Максим Доценко называет это «ответственной подготовкой к банкротству». Если активы профессионально вывели за границу — шансов найти их почти нет. «Бюджет поисков имущества в Европе — это десятки тысяч долларов, это просто за поиск, когда нет наводки. У международных юристов другой порядок цифр», — объясняет он.
Финансовый управляющий Дмитрий Лапин — специалист по поиску активов должников за рубежом — добавляет: банкротство может быть еще и инструментом коррупции. «Значительная часть взяток передается в виде договоров займа: чиновник берет деньги якобы в долг под расписку. Получение денег и [оказание услуги] по времени разнесены, — рассказывает он. — Когда дело сделано, оформляют документ, что он, чиновник, якобы вернул долг. В моей практике было пять-шесть обращений, где давались взятки под такую расписку [но чиновники не выполнили условия]: некоторые кидают взяткодателей, берут деньги „в долг“, но не собираются ничего сделать. А потом инициируют процесс банкротства, чтобы избежать ответственности». Конкретные примеры Лапин не привел.

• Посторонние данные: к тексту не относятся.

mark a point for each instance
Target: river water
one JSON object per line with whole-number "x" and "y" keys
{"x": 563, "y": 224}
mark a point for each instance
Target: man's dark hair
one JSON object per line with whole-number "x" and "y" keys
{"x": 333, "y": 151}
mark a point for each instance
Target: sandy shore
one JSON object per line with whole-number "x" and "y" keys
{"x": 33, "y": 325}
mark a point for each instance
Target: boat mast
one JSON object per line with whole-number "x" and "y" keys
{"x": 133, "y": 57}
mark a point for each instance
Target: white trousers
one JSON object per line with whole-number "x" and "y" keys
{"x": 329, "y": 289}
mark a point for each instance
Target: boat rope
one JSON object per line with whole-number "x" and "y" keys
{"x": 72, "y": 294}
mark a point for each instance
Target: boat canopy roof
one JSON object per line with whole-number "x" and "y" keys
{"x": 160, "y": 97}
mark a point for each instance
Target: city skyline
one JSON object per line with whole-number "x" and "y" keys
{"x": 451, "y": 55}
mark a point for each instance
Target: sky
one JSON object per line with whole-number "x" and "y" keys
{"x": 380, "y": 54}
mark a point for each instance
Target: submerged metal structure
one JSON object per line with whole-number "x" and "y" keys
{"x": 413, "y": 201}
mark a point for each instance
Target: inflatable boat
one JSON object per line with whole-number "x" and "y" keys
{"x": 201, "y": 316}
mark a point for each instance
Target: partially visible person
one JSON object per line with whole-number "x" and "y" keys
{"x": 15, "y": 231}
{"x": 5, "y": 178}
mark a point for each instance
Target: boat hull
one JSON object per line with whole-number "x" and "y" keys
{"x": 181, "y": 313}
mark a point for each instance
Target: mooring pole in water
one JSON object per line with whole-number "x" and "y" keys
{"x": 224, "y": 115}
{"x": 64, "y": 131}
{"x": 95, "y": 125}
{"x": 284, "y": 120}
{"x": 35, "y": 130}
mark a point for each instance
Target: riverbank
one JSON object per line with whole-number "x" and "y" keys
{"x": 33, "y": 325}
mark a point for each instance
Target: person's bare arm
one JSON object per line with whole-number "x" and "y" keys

В таких случаях кредитор находит только то, что ему позволили найти. Активы, которые на самом деле имеют малую ценность, оставляют как мишень. «Есть крупные бизнесмены, которые решили перекинуть все свои ликвидные активы на Запад, а в России — все обнулить или выставить „фейки“ для кредиторов, — рассказывает Лапин. — Из тех [богатых банкротов], с кем я работал, не было ни одного, кто бы реально разорился. Все эти люди заранее уводили активы. Здесь они банкроты, а там — миллионеры».
Хачатур Мурадов — бывший управляющий партнер инвестиционной компании «УРСА Капитал» — сам на банкротство не подавал, но успел хорошо подготовиться к тому, что это сделают кредиторы. В апреле 2016 года ООО «Руно-инвест» обратилось в суд с просьбой признать Мурадова банкротом. Компания заявила, что Мурадов должен ей 97 миллионов рублей и не выплатил долг в оговоренные сроки. Позже к исковому заявлению присоединились другие организации — «Русский торгово-промышленный банк», ООО «ПАРТНЕР». А общий размер требований кредиторов составил свыше 5 миллиардов рублей.
Документов, подтверждающих, что у Мурадова есть имущество, покрывающее такой большой долг, не нашли и его признали банкротом. Всего у него обнаружили 17 объектов недвижимости, 23 расчетных счета со всего лишь 300 тысячами рублей, 10 долларами и 10 евро.
Зато финансовый управляющий, который работал над этим делом, нашел, что Мурадов в 2015 году успел продать недвижимости на сотни миллионов рублей. Как рассказал «Медузе» сам управляющий, только физлицам было продано имущества примерно на 820 миллионов рублей, а юридическим лицам — еще больше. Управляющий решил, что сделки были фиктивными, Мурадов денег от покупателей не получал, а сами покупатели были подставными.
Доказать в суде фиктивность таких сделок крайне сложно, рассказывает управляющий. Никаких родственных и дружеских связей Мурадова с покупателями установить не удалось, и все они предъявили расписки о том, что тот получил за свою недвижимость полную сумму. Теперь по каждому эпизоду приходится требовать справку о платежеспособности покупателя на момент покупки (то есть доказательства, что у него действительно были необходимые для сделки миллионы), а также отчета, как были израсходованы Мурадовым полученные средства.
Большинство сделок по-прежнему находится на рассмотрении, говорит управляющий. Пока удалось доказать фиктивность лишь нескольких из них.